Die Vorteile der Checkliste liegen auf der Hand: Sie liefert eine klare, objektive Einschätzung der eigenen Haltungssituation und zeigt frühzeitig, wo Handlungsbedarf besteht, bevor Probleme entstehen. Zum einen unterstützt sie bei der Umsetzung der betrieblichen Eigenkontrolle, zum anderen bietet sie eine fundierte Grundlage für Gespräche mit Beraterinnen, Kundinnen oder Kontrollinstanzen. Sie schafft Transparenz, sowohl innerhalb des Betriebs als auch nach außen. Damit wird deutlich: Die Checkliste ist kein zusätzliches „Bürokratie-Instrument“, sondern ein Hilfsmittel, das den Alltag erleichtert und zugleich die Qualität der Pferdehaltung verbessern kann.
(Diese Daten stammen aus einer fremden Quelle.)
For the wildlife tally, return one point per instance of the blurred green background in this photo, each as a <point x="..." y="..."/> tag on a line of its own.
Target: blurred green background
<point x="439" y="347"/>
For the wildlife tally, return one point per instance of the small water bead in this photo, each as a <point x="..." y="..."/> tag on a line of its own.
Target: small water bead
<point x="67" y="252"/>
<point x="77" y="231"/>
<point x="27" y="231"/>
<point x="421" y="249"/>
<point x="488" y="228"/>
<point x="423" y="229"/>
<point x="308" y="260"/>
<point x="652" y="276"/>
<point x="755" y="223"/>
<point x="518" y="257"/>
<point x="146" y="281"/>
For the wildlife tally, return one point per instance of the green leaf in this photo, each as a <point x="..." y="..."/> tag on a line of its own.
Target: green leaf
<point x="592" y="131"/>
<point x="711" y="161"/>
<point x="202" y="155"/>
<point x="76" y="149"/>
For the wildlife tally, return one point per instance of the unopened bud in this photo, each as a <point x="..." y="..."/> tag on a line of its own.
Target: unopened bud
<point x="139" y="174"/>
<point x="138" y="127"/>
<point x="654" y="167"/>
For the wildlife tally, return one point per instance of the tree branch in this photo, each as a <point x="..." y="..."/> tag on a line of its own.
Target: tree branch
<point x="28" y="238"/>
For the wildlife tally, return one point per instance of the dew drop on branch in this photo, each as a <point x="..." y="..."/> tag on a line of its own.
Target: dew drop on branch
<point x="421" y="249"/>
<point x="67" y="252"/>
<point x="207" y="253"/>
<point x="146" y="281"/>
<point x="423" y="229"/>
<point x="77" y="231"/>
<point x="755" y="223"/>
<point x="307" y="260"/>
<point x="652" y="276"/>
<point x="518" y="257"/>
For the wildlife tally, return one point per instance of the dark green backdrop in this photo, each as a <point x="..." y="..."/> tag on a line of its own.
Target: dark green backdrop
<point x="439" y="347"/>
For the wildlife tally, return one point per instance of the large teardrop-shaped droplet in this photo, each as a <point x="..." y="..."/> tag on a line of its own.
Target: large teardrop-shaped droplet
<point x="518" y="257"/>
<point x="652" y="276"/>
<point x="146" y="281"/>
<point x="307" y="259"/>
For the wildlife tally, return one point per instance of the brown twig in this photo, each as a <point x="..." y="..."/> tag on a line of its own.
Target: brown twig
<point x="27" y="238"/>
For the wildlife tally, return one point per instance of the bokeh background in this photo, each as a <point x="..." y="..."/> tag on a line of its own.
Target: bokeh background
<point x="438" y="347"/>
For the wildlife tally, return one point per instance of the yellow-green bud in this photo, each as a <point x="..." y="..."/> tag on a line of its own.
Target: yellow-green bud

Entwicklung im starken Netzwerk

Das EIP-Projekt „Tiergerechtheit Pferd“ ist aus der Praxis für die Praxis entstanden. Entwickelt wird es von einem breiten Netzwerk. Dazu gehören neben dem Leadpartner Landwirtschaftskammer Schleswig-Holstein unter anderem die Deutsche Reiterliche Vereinigung (FN), die Deutsche Landwirtschafts-Gesellschaft (DLG), der Holsteiner Verband, die Hochschule Osnabrück sowie Architekten, Sachverständige und erfahrene Praktiker aus der Pferdebranche.

Fünf engagierte Pferdebetriebe aus Norddeutschland bringen ihre Erfahrung direkt in die Entwicklung ein, ergänzt durch 15 Pilotbetriebe, die das Tool intensiv erproben. Diese Rückmeldungen fließen kontinuierlich in die Weiterentwicklung ein. So entsteht Schritt für Schritt eine Anwendung, die wissenschaftlich fundiert ist, aber den Alltag auf den Höfen nicht aus dem Blick verliert. Geplant ist, die digitale Checkliste ab Mitte 2026 bundesweit und kostenfrei zur Verfügung zu stellen.

Das Projekt „Tiergerechtheit Pferd“ wird durch die EU im Rahmen der Europäischen Innovationspartnerschaft (EIP Agri; www.eip-agrar-sh.de) und das Landesprogramm Ländlicher Raum des Landes Schleswig-Holstein (LPLR) für drei Jahre gefördert. Ziel der EIP Agri ist die Anregung von Innovationen, um Nachhaltigkeit und Effizienz in der Landwirtschaft zu steigern. Der Bedarf an Innovationen kommt idealerweise aus der Praxis und Landwirte sind an der Entwicklung von Lösungen aktiv beteiligt. In operationellen Gruppen arbeiten Landwirte, Wissenschaftler, Berater, Nichtregierungsorganisationen und Wirtschaftspartner gemeinsam an der Entwicklung und Erprobung einer Innovationsidee.